Sprzedaż detaliczna spadła w marcu w ujęciu rocznym o 0,8 proc., podczas gdy ekonomiści spodziewali się wzrostu o 0,2 proc. To już drugi miesiąc, kiedy sprzedaż się kurczy – w lutym było to 1,8 proc. Zaskoczenie rynku było tym większe, że wcześniej GUS podał lepsze od oczekiwań dane o produkcji przemysłowej.
– Na wynikach zaważył znaczący spadek sprzedaży aut i paliw w porównaniu z ubiegłym rokiem – mówi Maciej Reluga, główny ekonomista BZ WBK. – Gdy wyłączymy te dwa wskaźniki, przekonamy się, że nastąpiło pewne odbicie, do ok. 6 proc. rok do roku wobec 2,5 proc. średnio w styczniu – lutym. Sprzedaż w branży motoryzacyjnej skurczyła się o 10,5 proc., a na stacjach paliw o 10,1 proc. Zdaniem Relugi przy wyraźnym pogorszeniu sytuacji na rynku pracy trudno liczyć na poprawę popytu konsumpcyjnego. Wczorajsze dane GUS pokazały dalszy wzrost stopy bezrobocia do 11,2 proc.
Z drugiej strony liczba dni roboczych była wyższa niż przed rokiem, kiedy to w marcu wypadały święta.
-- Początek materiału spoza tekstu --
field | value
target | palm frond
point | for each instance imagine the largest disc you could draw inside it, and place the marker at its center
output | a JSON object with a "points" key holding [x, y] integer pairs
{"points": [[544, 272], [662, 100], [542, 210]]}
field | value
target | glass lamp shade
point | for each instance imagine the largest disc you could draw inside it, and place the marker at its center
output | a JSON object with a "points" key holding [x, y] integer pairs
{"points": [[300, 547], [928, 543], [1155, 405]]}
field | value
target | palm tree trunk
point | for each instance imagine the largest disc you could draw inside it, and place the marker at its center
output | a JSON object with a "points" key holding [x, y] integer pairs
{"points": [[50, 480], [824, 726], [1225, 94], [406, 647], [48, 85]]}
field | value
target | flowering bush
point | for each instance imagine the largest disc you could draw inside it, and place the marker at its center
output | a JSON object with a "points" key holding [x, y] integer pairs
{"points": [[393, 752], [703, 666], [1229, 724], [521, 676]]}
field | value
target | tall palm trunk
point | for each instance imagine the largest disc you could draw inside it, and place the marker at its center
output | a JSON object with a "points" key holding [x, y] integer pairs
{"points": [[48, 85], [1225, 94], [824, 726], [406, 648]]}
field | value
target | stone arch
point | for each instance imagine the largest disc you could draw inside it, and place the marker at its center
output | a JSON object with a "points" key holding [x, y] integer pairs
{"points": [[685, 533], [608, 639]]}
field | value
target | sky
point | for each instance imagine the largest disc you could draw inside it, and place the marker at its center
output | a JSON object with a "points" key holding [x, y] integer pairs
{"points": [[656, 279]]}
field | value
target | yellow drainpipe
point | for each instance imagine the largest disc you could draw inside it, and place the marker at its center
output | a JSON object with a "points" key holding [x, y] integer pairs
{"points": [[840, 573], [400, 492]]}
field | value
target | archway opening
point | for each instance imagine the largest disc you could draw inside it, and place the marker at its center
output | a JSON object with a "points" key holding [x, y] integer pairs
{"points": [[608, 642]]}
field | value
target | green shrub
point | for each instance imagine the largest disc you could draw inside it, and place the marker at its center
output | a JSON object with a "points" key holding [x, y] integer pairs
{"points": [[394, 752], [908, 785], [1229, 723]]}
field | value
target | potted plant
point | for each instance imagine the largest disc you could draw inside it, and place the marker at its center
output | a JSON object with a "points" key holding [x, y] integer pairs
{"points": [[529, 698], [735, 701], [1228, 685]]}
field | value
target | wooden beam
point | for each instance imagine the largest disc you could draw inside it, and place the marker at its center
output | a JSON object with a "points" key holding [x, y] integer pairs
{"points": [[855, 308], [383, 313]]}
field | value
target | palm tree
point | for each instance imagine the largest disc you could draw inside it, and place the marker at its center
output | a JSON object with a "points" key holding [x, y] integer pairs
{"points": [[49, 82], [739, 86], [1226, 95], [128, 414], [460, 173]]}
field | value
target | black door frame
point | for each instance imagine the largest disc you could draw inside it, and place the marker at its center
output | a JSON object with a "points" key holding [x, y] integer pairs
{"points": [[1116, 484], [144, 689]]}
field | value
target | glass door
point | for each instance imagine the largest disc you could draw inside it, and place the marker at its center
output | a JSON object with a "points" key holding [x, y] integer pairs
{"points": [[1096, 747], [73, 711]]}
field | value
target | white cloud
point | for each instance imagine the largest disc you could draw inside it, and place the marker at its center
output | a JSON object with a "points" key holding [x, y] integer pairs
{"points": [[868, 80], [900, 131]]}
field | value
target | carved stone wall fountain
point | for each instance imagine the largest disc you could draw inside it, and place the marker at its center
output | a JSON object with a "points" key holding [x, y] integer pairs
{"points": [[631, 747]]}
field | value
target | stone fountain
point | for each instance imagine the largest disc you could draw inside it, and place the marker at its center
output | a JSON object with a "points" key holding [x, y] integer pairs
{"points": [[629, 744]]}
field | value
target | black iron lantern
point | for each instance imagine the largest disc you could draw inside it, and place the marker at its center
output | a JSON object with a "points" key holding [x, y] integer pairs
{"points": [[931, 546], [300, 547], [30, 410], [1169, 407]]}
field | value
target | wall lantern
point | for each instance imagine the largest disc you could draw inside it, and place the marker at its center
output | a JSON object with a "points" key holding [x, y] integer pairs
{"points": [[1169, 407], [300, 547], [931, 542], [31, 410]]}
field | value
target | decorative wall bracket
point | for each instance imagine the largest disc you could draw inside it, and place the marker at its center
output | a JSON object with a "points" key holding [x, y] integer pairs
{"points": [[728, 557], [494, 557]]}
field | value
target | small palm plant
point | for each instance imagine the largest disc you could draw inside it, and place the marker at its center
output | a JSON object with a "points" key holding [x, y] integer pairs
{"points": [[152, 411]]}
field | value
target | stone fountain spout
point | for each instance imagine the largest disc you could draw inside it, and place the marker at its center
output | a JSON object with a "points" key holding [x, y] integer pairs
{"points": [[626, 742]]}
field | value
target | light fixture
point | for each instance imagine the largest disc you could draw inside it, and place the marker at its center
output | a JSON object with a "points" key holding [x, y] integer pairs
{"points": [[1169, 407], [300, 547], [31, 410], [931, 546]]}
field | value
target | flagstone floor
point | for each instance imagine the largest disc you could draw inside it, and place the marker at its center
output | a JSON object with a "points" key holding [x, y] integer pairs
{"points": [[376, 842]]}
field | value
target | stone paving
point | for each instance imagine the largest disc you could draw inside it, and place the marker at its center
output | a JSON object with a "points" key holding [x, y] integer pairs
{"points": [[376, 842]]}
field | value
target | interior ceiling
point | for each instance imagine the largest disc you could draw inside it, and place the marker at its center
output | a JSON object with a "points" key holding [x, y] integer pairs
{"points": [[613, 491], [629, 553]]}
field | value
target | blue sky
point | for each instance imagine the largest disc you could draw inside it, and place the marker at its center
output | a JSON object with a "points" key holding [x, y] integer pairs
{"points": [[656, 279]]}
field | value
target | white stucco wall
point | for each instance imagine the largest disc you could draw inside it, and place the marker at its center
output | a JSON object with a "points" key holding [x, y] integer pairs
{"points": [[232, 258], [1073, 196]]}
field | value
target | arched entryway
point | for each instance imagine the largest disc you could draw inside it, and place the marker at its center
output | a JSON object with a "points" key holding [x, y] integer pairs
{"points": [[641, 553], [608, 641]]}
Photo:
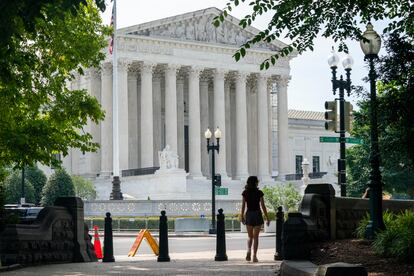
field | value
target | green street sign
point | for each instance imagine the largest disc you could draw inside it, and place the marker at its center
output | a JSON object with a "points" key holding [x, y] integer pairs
{"points": [[222, 191], [349, 140], [353, 140], [327, 139]]}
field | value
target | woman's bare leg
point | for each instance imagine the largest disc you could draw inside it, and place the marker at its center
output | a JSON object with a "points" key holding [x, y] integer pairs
{"points": [[256, 231], [249, 241]]}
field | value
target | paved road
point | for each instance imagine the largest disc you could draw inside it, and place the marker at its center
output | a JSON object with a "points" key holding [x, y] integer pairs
{"points": [[189, 256], [234, 241]]}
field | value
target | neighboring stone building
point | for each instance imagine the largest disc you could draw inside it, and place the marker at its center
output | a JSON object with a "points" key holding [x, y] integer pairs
{"points": [[176, 77]]}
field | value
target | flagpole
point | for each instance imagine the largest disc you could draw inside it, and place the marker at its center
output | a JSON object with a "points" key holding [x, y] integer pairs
{"points": [[116, 182]]}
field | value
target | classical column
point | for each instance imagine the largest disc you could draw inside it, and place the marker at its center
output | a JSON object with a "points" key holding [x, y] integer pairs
{"points": [[95, 90], [204, 124], [194, 129], [180, 122], [157, 98], [171, 107], [106, 124], [227, 116], [263, 128], [241, 127], [123, 65], [283, 136], [220, 120], [133, 75], [147, 131]]}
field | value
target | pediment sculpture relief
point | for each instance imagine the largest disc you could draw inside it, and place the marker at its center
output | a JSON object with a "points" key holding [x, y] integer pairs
{"points": [[201, 29]]}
Gdyby nie to, spadek sprzedaży mógłby być jeszcze większy. Invest Bank np. prognozował, że sięgnie 2,2 proc.
Trzy na dziewięć działów wyróżnianych przez GUS odnotowało spadek. Obok motoryzacyjnej i stacji paliw najgorsza sytuacja panuje w sklepach meblowych oraz z RTV i AGD: dynamika sprzedaży detalicznej w tych branżach słabła szósty miesiąc z rzędu – z 20,3 proc. rdr w sierpniu do 1,1 proc. w marcu. Zdaniem ekonomistów w kolejnych miesiącach może spaść poniżej zera. – Ludzie przestają kupować wyroby luksusowe i trwałego użytku, bo mają coraz mniej pieniędzy – wyjaśnia Adam Czerniak, ekonomista Invest-Banku.
Według GUS dynamika sprzedaży detalicznej w cenach stałych obniżyła się w I kw. o 1,4 proc. w porównaniu z I kw. 2008 r. To pierwszy przypadek od II kw. 2005 r., kiedy odnotowano roczny spadek sprzedaży detalicznej w ujęciu kwartalnym.